Если обратиться к истории термина, то впервые он был употреблен путешественником Герардом Меркатором в 1596 г. для своего собрания географических карт ( Gerard Mercator . Tavole Moderne Di Geografia De La Maggior Parte Del Mondo Di Diversi Autori, 1572) эпиграф к которому гласил “ вчестьТитана, Атласа, короляМавритании, эрудированногофилософа, математикаиастронома ” ( фиг.1 ). Считается, что референтом этих слов является фигура Атласа (или Атланта), первого царя Атлантиды, систематизировавшего геометрию земной сферы для того, чтобы понять движение небесных тел и создавшего тем самым перый глобус tout court (Bibliotheca Historica, III.60.1-2) Диодора Cицилийского и на работе Евсевия Кесарийского “Приготовление к Евангелию” (“Praeparatio evangelica”, 1628). Отсюда следует, что то, что мы сегодня имеем ввиду под атласом, было так названо в результате антономазии. Однако прежде, чем двигаться дальше, тут хотелось бы заострить внимание на важной для понимания сущности атласа детали, уже упоминавшейся ранее - сохранявшемся на протяжении веков крупном формате изданий, из-за которого в XVIII веке атласом даже стало принято называть очень большой формат бумаги (26,5х34). Именно эта деталь свидетельствует о том, что изначально приоритет в этих изданиях сохранялся за визуальной составляющей, а не за текстом, как это обычно происходит в случае книги, для формата которой использовался термин octo. Следовательно, ключевую роль в атласе играет визуальная форма организации знания, нелинейная и пространственная, нежели линейная и последовательная логика нарратива.

 

Фронтиспис, из “Atlas sive cosmographicae meditationes de fabrica mundi et fabricati figura” Герарда Меркатора (Duisburg 1595)
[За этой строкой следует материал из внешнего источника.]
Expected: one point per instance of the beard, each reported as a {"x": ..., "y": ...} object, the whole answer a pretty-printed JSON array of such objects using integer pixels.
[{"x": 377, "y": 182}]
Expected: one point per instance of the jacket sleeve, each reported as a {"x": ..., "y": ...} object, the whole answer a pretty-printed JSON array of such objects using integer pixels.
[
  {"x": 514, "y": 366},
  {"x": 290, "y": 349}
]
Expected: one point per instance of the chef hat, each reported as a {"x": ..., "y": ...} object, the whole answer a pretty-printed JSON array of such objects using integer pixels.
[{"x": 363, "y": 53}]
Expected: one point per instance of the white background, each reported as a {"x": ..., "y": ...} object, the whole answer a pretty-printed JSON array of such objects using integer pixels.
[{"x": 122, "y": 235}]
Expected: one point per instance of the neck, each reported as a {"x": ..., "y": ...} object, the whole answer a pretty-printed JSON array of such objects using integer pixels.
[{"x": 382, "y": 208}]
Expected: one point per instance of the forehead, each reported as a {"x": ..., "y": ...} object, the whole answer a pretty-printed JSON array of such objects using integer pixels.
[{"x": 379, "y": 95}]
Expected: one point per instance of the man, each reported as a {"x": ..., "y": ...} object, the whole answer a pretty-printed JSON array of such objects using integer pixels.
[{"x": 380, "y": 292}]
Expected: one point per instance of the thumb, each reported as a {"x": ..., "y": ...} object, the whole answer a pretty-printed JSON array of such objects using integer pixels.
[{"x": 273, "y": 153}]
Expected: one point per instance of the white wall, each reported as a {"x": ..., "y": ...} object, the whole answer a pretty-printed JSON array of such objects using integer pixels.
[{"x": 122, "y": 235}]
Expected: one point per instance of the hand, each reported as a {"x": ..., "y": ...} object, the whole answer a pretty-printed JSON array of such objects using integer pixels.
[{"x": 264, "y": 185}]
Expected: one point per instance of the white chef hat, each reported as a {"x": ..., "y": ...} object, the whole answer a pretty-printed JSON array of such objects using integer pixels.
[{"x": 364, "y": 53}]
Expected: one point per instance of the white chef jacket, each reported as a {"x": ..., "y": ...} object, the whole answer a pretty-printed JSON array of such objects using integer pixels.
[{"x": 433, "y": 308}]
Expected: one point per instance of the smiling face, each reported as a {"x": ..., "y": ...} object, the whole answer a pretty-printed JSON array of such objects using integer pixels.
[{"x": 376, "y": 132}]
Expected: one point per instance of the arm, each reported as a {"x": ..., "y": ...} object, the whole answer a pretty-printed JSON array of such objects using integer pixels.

Фронтиспис, из “Atlas sive cosmographicae meditationes de fabrica mundi et fabricati figura” Герарда Меркатора (Duisburg 1595)

 

 

Ситуация изменилась вместе с произошедшим в начале ХХ века эпистемологическим сломом, который повлек за собой полное пересмотрение процессов мышления и восприятия, а вместе с тем и поиск новых форм организации знания, среди которых можно назвать незаконченную работу Вальтера Беньямина “Passagen-Werk”, шарообразную книгу Сергея Эйзенштейна, журнал Жоржа Батая “Documents”, неосуществленный проект М. Маклюэна о синхронных переворотах внутри наук и искусств в течение ХХ века, а также наиболее известный проект Аби Варбурга “Атлас Мнемозина”. В последние годы, в частности, благодаря работам Диди-Юбермана, обратившего внимание на атлас как теоретически продуктивную форму организации знания, происходит новая переоценка понятия. На передний план выходят такие его свойства, как пространственная нелинейная организация материала, предполагающая различные способы навигации наблюдателя и многочисленные способы интерпретации связей, возникающих между объектами; возможность одновременно работать с группой образов; а также использовать ассоциативный монтаж для комбинации и соединения гетерономных объектов в одном пространстве. В результате, помимо объекта изучения атлас становится самостоятельным методом работы с визуальным материалом, раскрывающим принципы организации системы, взаимодействие образов друг с другом, а также помогающим понять механизмы формирования и ре-формирования исторического знания. Кроме того, в отличие от исторических хроник, имеющих дело лишь с линейным

способом конструирования исторического знания, атлас позволяет визуализировать не только пространственные отношения, но и временные, что делает возможным одновременное задействование и синхронического, и диахронического пласта интерпретации.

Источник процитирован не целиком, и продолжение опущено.